Why does an experiment fail? (And what to do when it does)

Does it seem like every experiment you try fails? Learn the two most common reasons experiment fail and how to move past them!Does it seem that every single experiment you do fails?

Are you on the verge of giving up on ever doing experiments ever again?

First of all, let me say that you are not alone! Even some of the top scientists in history have repeatedly experienced failure in the lab. Thomas Edison explained it best when he said:

“I haven’t failed. I’ve found 10,000 ways that didn’t work.”

Failed experiments are a part of science.

And learning to deal with those failures is a part of being a scientist.

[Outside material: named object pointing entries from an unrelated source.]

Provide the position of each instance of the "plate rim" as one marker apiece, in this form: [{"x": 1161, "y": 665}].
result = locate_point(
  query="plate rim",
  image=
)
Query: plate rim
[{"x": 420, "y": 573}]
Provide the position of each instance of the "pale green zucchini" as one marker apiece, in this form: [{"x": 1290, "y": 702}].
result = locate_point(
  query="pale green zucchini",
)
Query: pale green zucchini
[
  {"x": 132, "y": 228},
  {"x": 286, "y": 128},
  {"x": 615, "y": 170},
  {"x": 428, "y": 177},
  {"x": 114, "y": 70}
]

Why does an experiment fail?

But in the home setting, we generally want an experiment to work. After all, these hands-on scientific tests are the flesh of science for our students. We need our program’s experiments to show science in action.

Generally an experiment fails for two key reasons:

  1. Failure to have the right supplies. Either you don’t have all the supplies you need or the ones you have are outdated or expired.
  2. Failure to follow the directions. I am not trying to point fingers at anyone, even I have been guilty of rushing through the directions and missing a key step.

Now that we know why an experiment typically fails, let’s chat about what you can do when it happens to you.

What can you do when it happens to you?

When that experiment doesn’t goes as planned, you can break it down and figure out the anatomy of the failure. These steps will help you find out where things got off track, so that you can get that experiment up and running once more.

Step 1: Re-read the directions

Start the process by carefully reading over the directions one more time. See if you missed any of the steps along the way.

Step 2: Read the expected results and explanation.

Sometimes all you need to know is where you are going to get there. Reading over the results and explanation can help you to see where things went south.

Step 3: Ask several questions.

Ask the following questions:

  1. Did I follow all the directions?
  2. Did I have all the correct supplies?
  3. Were any of my supplies expired or outdated?
  4. How did what I saw differ from what should have happened?
  5. Are there any obvious reasons why the experiment failed?

Step 4: Correct and try again.

Use the information from steps one through three, to correct any errors as you try the experiment one more time.

Step 5: Discuss.

Hopefully the experiment worked the second time. If it didn’t, you can go through steps one through three again to see if you can figure out where things went wrong.

Afterwards, you can discuss the expected results along with what the experiment failure and success has shown your students about science.

Wrapping it up

Teaching our kids to deal with a failed experiment is just as important as teaching them observation skills. So embrace those failed experiments! Do a quick assessment to see if you can find where the experiment got off track. In this way, your kids will learn to think like a scientist, even from an experiment failure.